Wednesday, November 30, 2011

Historians Versus Stalin and His Gulag: A Report From the International Conference on the Gulag, Moscow, October 28-29.


Russian and international scholars gathered at the end of October in Moscow to discuss Stalin’s Gulag.  The Russian State Archive on Social and Political History, in which the Katyn execution order and Stalin’s July 3, 1937 “mass operations” telegram reside, provided an appropriately somber setting. 

Russian scholars largely from the provinces, presented their findings from their research in local and regional archives.  This cadre of dedicated and relatively young scholars represents Russia’s best hope of eventually coming to terms with its tragic past. They have provided invaluable case studies of camps, special settlements, and sharashki in which millions of innocent Russian citizens were imprisoned and in which many perished.
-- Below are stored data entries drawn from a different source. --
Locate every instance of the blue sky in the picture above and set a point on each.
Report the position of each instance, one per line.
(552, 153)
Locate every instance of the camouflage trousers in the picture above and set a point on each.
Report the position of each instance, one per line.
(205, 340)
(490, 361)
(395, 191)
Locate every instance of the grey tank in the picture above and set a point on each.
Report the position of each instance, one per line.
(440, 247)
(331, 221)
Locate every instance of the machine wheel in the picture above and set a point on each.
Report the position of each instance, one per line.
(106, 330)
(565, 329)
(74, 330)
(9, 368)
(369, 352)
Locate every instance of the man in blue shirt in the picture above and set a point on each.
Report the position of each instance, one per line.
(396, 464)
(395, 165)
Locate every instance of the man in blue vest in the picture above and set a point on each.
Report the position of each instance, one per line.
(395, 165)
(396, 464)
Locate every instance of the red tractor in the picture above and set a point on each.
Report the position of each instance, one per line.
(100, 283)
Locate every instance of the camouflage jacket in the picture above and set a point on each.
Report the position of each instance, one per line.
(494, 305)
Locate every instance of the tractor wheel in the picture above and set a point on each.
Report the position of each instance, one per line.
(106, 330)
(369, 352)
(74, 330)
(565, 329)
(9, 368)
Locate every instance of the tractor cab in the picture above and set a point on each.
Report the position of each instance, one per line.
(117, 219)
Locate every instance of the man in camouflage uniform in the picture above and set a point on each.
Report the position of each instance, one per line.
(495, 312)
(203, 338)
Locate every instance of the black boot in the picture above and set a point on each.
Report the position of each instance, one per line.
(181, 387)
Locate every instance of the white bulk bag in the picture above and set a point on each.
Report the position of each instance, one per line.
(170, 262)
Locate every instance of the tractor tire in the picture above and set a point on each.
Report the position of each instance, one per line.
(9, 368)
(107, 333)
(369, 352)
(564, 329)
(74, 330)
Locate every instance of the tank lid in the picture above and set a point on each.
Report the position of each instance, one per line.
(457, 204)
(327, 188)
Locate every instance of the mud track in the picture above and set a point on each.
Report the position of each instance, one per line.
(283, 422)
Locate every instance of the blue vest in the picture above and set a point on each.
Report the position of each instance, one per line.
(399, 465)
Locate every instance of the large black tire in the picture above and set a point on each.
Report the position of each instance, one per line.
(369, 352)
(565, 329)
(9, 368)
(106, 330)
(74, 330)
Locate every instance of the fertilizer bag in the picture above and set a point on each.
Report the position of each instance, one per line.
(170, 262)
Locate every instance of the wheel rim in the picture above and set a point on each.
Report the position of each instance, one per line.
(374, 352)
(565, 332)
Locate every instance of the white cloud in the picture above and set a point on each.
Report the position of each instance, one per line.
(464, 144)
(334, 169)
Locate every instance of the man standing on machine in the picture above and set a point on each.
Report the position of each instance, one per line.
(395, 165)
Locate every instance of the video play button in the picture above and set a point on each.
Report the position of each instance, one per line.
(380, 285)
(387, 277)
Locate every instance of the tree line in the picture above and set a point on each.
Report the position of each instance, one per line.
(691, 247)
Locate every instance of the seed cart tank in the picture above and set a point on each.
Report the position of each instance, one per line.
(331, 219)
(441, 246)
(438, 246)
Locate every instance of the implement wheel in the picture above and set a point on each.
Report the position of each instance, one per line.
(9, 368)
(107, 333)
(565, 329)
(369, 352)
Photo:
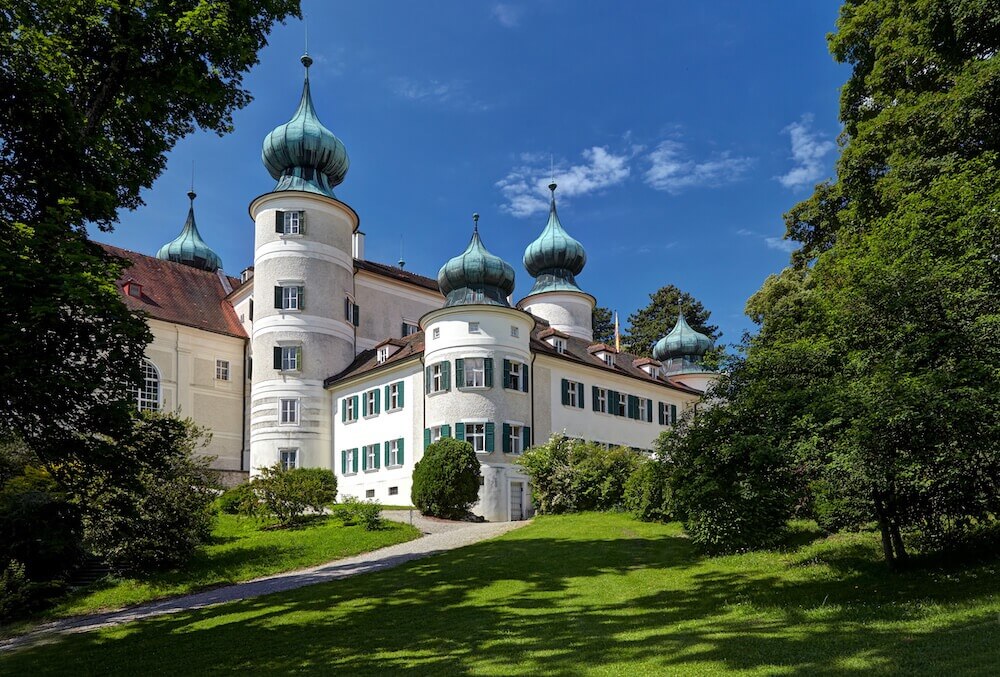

Stalin continues to hold his own despite this amassing scholarly evidence on his crimes against the Soviet people. Illustrious keynote speakers reported with regret that some half of the Russian people continue to view Stalin in a positive light. Without his iron fist, the backward USSR could not have carried out its “overtaking development,” they believe. Too many Russians believe in a presumed defective genetic code that requires authoritarian rulers for Russia. Too many look at remote Norilsk or  the Moscow University Skyscraper and conclude: “We would not have these things without the Gulag.”

Few Russians think about the immense economic and social costs of  Stalin’s crimes. Few know that Russia had the fastest growing industry in Europe on the eve of 1917. Too few ask how other backward countries, such as Japan, “caught up” without the slaughter of  their people, or how can any mass extermination of innocent people serve any positive function?

According to figures presented at the conference, more than a quarter of the adult Soviet population had been a victim of Stalin’s repression the day Stalin’s death was announced to a hysteric and grieving Russian people. Less than a quarter of these would be considered “criminal” in other societies. In the United States, lower rates of incarceration among black youths have basically destroyed the black community.

The corrosive effect of  the repression of one in four adults, most innocent of any real crime, can in no way be compensated for by the so-called economic achievements of the Stalin rule.